P eraşamızın adı Metsora bir hastalık ismidir. Onun yerine peraşamızı saflık anlamına gelen Tahara sözcüğü ile ifade ediyoruz.
“Badad yeşev mihuts lamahane moşavo – yalnız oturacaktır ikameti kampın dışında olacaktır” (Vayikra 13/46)
Tazria ve Tahara peraşaları bildiğimiz gibi manevi bir hastalık olan “tsaraat” ile ilgili kuralları işler. Tsaraat her ne kadar bu günkü “lepra” hastalığı ile benzerlik gösterse de geçen yıl yaptığımız deraşada söylediğimiz gibi mikrobik değil manevi kökeni olan bir hastalıktır. Bu hastalığın nedeni laşon ara olarak açıklanırken bu hastalığa yakalanan insan iyileşene kadar yukarıdaki pasukta belirtildiği gibi kampın dışında ikamet etmek zorundadır. Bu yalnızlık ona hem teşuva yapma dürtüsünü kazandıracak hem de başına gelenler hakkında düşünebilecek ortamı hazırlayacaktır. Bilinmelidir ki yalnız yaşamak, toplumun dışında kalmak da insana verilen önemli bir cezadır.

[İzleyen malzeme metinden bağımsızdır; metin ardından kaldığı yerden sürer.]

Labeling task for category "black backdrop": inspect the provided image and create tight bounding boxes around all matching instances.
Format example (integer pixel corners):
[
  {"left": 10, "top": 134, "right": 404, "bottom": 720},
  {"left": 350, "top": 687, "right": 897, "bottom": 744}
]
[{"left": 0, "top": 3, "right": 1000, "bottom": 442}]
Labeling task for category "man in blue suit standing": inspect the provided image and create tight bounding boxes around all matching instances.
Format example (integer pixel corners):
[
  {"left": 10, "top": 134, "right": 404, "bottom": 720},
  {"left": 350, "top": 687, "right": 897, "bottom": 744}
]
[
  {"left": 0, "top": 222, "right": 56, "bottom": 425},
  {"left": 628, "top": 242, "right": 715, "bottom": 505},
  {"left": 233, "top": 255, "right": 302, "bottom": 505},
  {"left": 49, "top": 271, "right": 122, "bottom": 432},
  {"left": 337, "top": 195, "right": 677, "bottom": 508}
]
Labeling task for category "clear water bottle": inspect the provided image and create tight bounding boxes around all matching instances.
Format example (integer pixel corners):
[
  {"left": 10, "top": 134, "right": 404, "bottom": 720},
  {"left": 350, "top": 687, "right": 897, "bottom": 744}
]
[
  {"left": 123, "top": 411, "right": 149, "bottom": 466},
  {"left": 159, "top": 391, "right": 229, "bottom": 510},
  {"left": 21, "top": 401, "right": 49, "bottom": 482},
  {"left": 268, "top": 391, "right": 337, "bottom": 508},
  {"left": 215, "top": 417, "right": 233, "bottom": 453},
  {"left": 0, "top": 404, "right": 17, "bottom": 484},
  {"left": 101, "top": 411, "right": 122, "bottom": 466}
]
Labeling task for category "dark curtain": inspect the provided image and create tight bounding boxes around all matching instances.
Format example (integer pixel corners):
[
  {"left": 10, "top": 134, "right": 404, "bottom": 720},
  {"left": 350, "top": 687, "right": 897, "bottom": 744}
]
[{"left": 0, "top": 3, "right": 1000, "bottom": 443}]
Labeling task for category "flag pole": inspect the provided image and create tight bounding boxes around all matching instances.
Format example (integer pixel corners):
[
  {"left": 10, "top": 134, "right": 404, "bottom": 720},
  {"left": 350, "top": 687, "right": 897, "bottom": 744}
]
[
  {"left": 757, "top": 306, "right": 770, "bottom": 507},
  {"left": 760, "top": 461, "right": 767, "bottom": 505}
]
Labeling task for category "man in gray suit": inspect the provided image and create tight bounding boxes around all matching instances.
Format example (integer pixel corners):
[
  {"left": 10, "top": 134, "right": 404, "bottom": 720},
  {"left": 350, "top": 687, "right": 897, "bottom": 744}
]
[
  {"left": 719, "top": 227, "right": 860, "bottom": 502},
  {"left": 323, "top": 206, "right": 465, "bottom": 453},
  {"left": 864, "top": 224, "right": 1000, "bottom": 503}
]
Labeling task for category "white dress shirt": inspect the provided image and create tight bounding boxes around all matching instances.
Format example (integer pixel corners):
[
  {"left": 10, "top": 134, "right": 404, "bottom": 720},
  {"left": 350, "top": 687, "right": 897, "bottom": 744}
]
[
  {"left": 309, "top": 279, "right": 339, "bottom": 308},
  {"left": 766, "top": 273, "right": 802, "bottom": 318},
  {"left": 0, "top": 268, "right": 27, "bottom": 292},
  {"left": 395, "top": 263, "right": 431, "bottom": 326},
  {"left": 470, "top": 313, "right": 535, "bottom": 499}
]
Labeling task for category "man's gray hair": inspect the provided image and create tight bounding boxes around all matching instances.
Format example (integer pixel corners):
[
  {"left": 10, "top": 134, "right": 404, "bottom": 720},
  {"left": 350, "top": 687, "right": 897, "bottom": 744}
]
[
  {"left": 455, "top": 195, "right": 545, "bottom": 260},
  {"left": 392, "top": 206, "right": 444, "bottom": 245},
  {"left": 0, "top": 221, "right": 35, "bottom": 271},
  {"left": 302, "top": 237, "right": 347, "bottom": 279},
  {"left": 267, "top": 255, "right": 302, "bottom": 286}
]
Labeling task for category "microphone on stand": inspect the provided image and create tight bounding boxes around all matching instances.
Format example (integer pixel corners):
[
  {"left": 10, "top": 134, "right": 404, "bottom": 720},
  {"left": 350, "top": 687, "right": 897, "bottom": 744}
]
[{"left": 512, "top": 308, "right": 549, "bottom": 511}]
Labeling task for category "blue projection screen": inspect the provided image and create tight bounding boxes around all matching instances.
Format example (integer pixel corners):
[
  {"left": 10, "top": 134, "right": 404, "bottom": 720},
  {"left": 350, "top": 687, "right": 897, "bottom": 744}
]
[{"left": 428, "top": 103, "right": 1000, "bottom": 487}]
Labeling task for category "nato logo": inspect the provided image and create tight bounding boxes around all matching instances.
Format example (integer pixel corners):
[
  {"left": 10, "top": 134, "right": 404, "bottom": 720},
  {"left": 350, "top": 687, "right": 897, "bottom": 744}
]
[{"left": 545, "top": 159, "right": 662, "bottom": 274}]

Rabi Arye Levin bir Cuma akşamı minha duasını yapmak için Kotel’e gelir. Oradan ayrılırken bir kadının son derece üzüntülü bir şekilde ağladığını fark eder ve derdini dinleyebilmek için yanına gider. Kadın oğlunun lepra hastalığı nedeni ile bir hastanede karantina altında bulunduğunu ve çok büyük bir yalnızlık içinde yaşadığını anlatır. Rabi Şabat sonrasında bu hastaneyi ziyaret etme kararı alır. Bu hastanede üçyüz yabancı yanında oniki Yahudi hasta bulunmaktadır. Rabi kadının oğlunu ziyaret etmişken diğer hastalara da uğrar ve ziyaret eder. Hastaların birçoğu yaklaşık dört senedir bir ziyaretçi ile karşılaşmadıklarını ve burada ölümü beklediklerini buradan kurtulmayı asla beklemediklerini gözyaşları ile ifade edince Rabi bu hastaneyi devamlı olarak Şabat öncesinde ziyaret etmeye karar verir.
Bir süre sonra Yahudi hastalar Rabi’den Kaşer yiyecek talebinde bulunurlar. Rabi eşi ile birlikte bunu temin eder ve bizzat eşi hastalara gerekli servisi yapar. Roş Aşana’da oğlu da bu mitsvaya katılır ve hastaların şofar dinlemelerini sağlar.
Rabi Levin bu yaptığını bir arkadaşı ile paylaşır. Arkadaşı bu duruma şaşırır. Neden oradaki hastaları ziyaret ettiğini anlayamadığını söyler. Neticede onların kendilerinin de ruhban sınıfı vardır ve bu ziyareti pekala onlar da yapabilir. Rabi bu soruyu şöyle yanıtlar: Doğrudur kendi ruhban sınıfları vardır. Orada benim annesinin isteği ile ziyaret etmeye başladığım bir Yahudi genç vardı. Daha sonra orada bulunan Yahudi hastalarla da ilgilenmeye başladım. Onları ziyaret etmişken diğer hastaları görmemezlikten gelip de atlamayı uygun bulmadım. İnsan sosyal bir varlıktır ve yalnız kalması onun için bir lanet gibidir. Onlar da yalnızlığın vermiş olduğu sıkıntı içinde yaşamaktadırlar. Onlar ile de birkaç söz etmek üzüntülerini hafifletmek için yararlı olacaktır.
Rabi Levin çağımızda yaşayan bir tsadiktir ve ona uygun bir şekilde davranmıştır.